The Isle of Islay is also afforded status as a region unto itself: in its mere 240 square miles, it is home to eight well-known distilleries (a ninth, Kilchoman, began production in 2005, the first new distillery on the island in over a century, but has not yet begun selling its product). Campbeltown, the Isle of Arran and the Mull of Kintyre, is home to three malt whisky distilleries, and the Highland region (sometimes subdivided into Highland malts and Island malts) produces many of the more well-known malt whiskies such as Glenmorangie and Dalwhinnie. Only three malt whisky distilleries remain in the Lowland region, where the whisky is traditionally produced by a triple-, rather than double-distillation method.

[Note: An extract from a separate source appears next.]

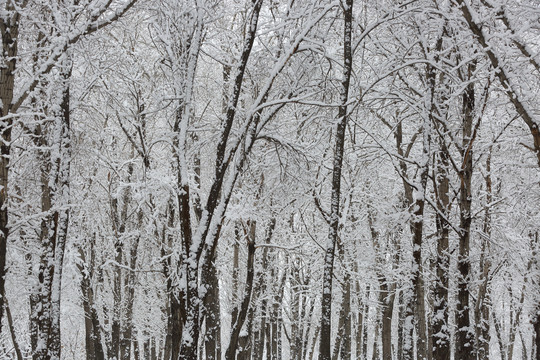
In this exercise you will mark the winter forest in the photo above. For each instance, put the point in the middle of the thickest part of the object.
(270, 179)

The Scottish Malt Whisky Trail takes visitors on a tour of some of the most important centres of whisky production, and the traditional crafts associated with the industry. Centred on the Speyside region, whisky lovers can visit working and historic distilleries, see the art of the cooper (barrel-maker), and of course get a chance to enjoy some of the finished product with old and new friends in the convivial atmosphere of a Highland pub.
Buoyed by the large and growing international market for Scotch whisky, the industry is adapting its traditional values for the modern world. New markets are opening up, and new generations of drinkers are learning to love the malt. In Germany, traditionally a nation of beer and wine drinkers, Scotch whisky is experiencing a surge of popularity among the young. Scotch is now the fashionable drink to be seen with in Germany's restaurants and bars, having overtaken French cognac as the most popular premium spirit. A whole industry has sprung up importing whisky by the cask from Scotland and blending and bottling it in Germany to suit the local palate. Lars "Jack" Wiebers, from the former East Germany, began importing whisky after developing a taste for it on holiday in Greece. "The standard whiskies from the distilleries are usually made by mixing whiskies from various casks to get consistency," Wiebers said. "With an independent bottling, you often get the pure taste of a whisky from one single barrel.", he told German website Deutsche Welle.
With a bright future of growing sales abroad, and increasing interest from visitors in whisky production at home, Scotland's whisky industry has a bright future to look forward to.